Quick warm-up before we start: name a country's head of government. Now name its head of state. If you gave the same name twice (say, a U.S. president), you just demonstrated one design; if you gave two different names (say, a U.K. prime minister and a monarch), you demonstrated the other. This week — Political Institutions I: Legislatures & Executives — we tackle the big question: should a democracy fuse its executive and legislative power together, or keep them separate — and what does each choice buy, and cost?

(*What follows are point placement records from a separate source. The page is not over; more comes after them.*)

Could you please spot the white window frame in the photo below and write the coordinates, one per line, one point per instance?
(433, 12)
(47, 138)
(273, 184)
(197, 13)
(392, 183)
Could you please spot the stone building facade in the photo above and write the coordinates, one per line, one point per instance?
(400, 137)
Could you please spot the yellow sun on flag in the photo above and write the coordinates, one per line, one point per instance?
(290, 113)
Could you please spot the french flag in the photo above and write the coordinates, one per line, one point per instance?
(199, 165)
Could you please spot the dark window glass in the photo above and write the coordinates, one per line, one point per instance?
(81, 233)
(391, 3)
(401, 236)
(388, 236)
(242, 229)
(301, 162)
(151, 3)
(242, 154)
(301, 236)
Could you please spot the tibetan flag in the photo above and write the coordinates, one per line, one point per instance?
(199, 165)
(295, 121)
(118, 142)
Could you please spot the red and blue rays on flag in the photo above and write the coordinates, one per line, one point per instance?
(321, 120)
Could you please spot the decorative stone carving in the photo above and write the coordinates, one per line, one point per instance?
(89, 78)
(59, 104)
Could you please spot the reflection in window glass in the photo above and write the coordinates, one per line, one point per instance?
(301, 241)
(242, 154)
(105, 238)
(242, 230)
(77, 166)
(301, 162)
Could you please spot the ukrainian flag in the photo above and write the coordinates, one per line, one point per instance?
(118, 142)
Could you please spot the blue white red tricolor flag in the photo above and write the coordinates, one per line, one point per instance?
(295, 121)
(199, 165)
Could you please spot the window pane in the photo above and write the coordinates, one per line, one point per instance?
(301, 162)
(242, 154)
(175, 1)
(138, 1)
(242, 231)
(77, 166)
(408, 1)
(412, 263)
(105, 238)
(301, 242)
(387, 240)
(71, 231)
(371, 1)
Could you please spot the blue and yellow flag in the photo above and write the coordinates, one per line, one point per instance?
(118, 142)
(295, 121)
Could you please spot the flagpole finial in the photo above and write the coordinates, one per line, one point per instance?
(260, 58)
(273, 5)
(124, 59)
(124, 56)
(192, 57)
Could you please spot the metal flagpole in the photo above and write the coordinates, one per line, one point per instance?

By Friday you'll know what legislatures actually do (represent, legislate, oversee), you'll be able to correctly classify real countries as parliamentary, presidential, or semi-presidential, and you'll have read Walter Bagehot's 1867 case for fusion side by side with the U.S. Constitution's case for separation — the same design question, two completely different answers, both still shaping the world.
Three things not to miss:
1. Lecture Tutorial 7 — work through the week's ideas with one approved chatbot (Gemini, Claude, or ChatGPT) and submit the share link. You'll catch the model mislabeling which countries use which system. Due Sun Oct 18.
2. Political Analysis Workshop 7 (Bagehot's "fusion" vs. U.S. Constitution Art. I–II), Quiz 7, Discussion 7, and Assignment 7 also close Sun Oct 18 — the workshop is the heart of the course, so start early.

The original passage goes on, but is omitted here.